1. Cossacks, term applied to a great variety of men—adventurers, outcasts, restless misfits, homeless men—all of whom served either on horse or foot to supplement the streltsy. Pushkarev.

2. Originally a small fort in Russia and Siberia, encircled by twelve- to fifteen-foot-high palisades made from sharpened tree trunks, with a garrison. Later many of these forts developed into towns and cities.

3. Established in 1637 as a prikaz. In 1711 Peter the Great transferred many of its functions to the Office of the Guberniya of Siberia, in 1730 Empress Anna reestablished some of its powers, and in 1763 Catherine II abolished this office for good. Dmytryshyn, Crownhart-Vaughan, and Vaughan, 18–19.

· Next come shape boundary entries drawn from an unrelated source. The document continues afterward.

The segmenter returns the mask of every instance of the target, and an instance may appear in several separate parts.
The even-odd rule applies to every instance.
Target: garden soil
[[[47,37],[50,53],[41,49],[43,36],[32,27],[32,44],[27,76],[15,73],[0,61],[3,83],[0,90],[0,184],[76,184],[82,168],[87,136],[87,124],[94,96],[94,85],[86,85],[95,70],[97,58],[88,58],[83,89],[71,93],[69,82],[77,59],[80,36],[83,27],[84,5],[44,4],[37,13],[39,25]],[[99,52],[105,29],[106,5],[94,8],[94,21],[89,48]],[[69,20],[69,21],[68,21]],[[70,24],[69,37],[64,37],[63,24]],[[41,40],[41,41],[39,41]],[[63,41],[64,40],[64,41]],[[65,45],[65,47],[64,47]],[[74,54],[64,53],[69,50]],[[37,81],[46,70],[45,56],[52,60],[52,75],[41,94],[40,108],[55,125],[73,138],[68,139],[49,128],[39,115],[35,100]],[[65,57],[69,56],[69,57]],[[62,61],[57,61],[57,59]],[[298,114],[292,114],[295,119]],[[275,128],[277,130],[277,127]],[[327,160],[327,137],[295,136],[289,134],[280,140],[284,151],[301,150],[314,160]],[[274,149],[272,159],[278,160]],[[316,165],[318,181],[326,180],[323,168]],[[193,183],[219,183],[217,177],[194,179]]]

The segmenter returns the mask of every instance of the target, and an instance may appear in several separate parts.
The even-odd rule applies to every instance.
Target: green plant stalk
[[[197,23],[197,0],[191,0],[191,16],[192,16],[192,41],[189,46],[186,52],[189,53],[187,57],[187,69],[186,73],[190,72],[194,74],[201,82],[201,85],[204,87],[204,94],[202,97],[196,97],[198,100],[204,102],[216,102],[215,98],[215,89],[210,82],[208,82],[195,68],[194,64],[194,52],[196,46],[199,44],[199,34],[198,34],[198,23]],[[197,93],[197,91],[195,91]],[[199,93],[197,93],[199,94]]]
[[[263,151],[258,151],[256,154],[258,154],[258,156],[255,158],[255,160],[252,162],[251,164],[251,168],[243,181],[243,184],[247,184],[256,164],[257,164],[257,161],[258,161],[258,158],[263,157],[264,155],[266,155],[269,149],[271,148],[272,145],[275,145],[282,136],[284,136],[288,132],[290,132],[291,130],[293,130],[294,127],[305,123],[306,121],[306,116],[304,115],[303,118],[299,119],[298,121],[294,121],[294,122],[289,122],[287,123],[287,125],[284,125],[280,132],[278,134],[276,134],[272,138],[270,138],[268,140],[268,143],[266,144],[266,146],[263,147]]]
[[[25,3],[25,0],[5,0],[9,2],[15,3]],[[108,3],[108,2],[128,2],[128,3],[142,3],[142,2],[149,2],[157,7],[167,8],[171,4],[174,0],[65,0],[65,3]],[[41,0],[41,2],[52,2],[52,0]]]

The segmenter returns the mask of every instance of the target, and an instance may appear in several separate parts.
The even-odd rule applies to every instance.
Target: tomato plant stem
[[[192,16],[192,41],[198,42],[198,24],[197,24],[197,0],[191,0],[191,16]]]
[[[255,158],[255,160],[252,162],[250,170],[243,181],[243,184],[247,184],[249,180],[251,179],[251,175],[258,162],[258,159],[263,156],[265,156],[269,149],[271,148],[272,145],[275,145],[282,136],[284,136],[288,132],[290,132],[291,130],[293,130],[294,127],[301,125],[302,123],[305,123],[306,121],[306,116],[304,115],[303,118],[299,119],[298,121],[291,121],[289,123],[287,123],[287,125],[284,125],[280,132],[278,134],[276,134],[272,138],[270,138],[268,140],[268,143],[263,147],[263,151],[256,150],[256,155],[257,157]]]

4. All native men of Siberia and northern Asia between the ages of eighteen and fifty except the crippled, the blind, and converts to Russian Orthodox Christianity were required to take the oath of allegiance to the czar and to pay an annual yasak in furs. The amount varied depending on availability. Early in the seventeenth century, when sables were still abundant, the assessed quota was twenty-two sables per man per year. Dmytryshyn in Wood, 31. As the supply of fur became exhausted, yasak began to be paid in cash. Collection was often taken by force and marked by violence. “In 1695, the Siberian Office [again] instructed officials not to ‘execute or torture natives’ and noted that many had been killed, whipped to death or tortured, that bribes had been demanded from them and livestock stolen, leading to the ‘ruin of many tribute-paying people.’” Hartley, 38–39. Before Cossacks and hunters began to colonize Siberia, it was the form of levy the Mongol Tartars imposed on subject people. Czars were simply following the practice that existed in lands under Mongol rule. Hartley, 37–39.

5. Chief administrator of a district with far-reaching legal, economic, administrative, and police powers; term is old Slavic, originally meaning military commander, leader of warriors.